Sir, I feel the position is ambiguous and clumsy and should be made clear. I fail to understand why clause (d) has been tacked with sub-clause (5). Free movement has been restricted by that sub-clause. My own personal view is that there should not have been any restriction regarding movement. The citizens should have been given a free right to move. Only on administrative or political grounds the Central or provincial legislatures could be empowered to frame laws judiciously by which they can restrict the movement of the people and this power should be worked sparingly and in very emergent circumstances. In every matter of freedom, restrictions have been imposed in the interest of general public. What this interest is, we do not know and has not been stated anywhere. Such words can be interpreted differently in different States and the Centre and may give rise to separate and conflicting laws. Sir, this would create great confusion. Therefore, I submit, if this article is read and viewed, it only gives rise to disappointment, and with a little more effort and with as light inclination this article could have been framed in such a language that it would have been a model article in the whole of the Constitution.

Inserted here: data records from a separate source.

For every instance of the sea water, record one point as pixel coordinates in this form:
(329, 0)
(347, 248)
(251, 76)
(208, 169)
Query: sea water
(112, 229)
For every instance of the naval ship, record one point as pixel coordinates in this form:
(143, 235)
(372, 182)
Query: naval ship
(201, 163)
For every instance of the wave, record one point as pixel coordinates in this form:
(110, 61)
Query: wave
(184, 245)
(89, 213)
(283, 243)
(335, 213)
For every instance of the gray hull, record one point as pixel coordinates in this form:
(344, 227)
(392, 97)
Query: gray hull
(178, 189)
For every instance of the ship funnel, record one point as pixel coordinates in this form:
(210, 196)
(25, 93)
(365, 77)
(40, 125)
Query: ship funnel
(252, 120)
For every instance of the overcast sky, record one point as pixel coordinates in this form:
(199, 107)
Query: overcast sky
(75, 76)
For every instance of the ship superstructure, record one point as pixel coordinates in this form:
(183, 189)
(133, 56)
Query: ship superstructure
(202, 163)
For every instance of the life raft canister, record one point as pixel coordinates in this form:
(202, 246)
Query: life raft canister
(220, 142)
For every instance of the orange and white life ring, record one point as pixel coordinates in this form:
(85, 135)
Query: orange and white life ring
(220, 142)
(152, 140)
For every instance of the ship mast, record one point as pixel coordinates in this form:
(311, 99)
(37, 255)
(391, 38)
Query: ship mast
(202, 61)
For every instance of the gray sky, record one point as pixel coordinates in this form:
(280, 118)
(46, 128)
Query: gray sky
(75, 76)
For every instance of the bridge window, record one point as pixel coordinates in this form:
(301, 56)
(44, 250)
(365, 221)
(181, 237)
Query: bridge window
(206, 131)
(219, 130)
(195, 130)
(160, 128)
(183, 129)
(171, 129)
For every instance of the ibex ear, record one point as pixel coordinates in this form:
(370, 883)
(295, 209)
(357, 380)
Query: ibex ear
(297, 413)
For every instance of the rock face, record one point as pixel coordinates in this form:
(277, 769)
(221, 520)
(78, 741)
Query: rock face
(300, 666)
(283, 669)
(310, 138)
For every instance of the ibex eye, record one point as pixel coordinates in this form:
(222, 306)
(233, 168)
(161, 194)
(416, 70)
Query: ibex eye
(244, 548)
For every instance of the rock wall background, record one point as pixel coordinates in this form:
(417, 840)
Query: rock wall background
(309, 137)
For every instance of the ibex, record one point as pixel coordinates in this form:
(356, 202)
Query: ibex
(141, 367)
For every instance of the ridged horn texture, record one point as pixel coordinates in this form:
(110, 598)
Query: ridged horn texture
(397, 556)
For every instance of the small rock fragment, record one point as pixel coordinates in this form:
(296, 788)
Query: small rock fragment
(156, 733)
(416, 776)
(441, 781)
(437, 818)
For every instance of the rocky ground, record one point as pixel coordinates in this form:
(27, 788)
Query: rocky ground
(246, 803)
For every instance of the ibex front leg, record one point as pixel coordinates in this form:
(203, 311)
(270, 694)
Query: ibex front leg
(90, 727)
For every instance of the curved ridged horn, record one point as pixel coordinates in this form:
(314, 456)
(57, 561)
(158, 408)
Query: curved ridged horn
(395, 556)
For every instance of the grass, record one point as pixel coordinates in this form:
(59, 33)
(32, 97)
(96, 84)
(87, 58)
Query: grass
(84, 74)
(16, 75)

Mr. Vice-President: Mr. T. T. Krishnamachari.
Shri Mahavir Tyagi: May I know, Sir, is it by reference to the slips that you are calling the speakers?
Mr. Vice-President: I am not prepared to give you information as to how I conduct my work.
Shri Gopal Narain (United Provinces: General): So that we need not stand every time. Have we to stand every time or send slips, Sir?
Mr. Vice-President: The remedy lies in your hands; you can do both, you can send a slip and stand, or you can don either.
Shri T. T. Krishnamachari (Madras: General): Sir, as the speaker that spoke before me said, this is perhaps the most important article in this Part and one which enumerates the rights for the attainment of which we in India have undergone all the troubles to obtain our freedom. Actually, Sir, it is in the manner in which the State is going to allow the people to use the rights enumerated in this particular article that the people can feel that all that they have done in the past and the sacrifices that they have made in the past to obtain freedom was worth while.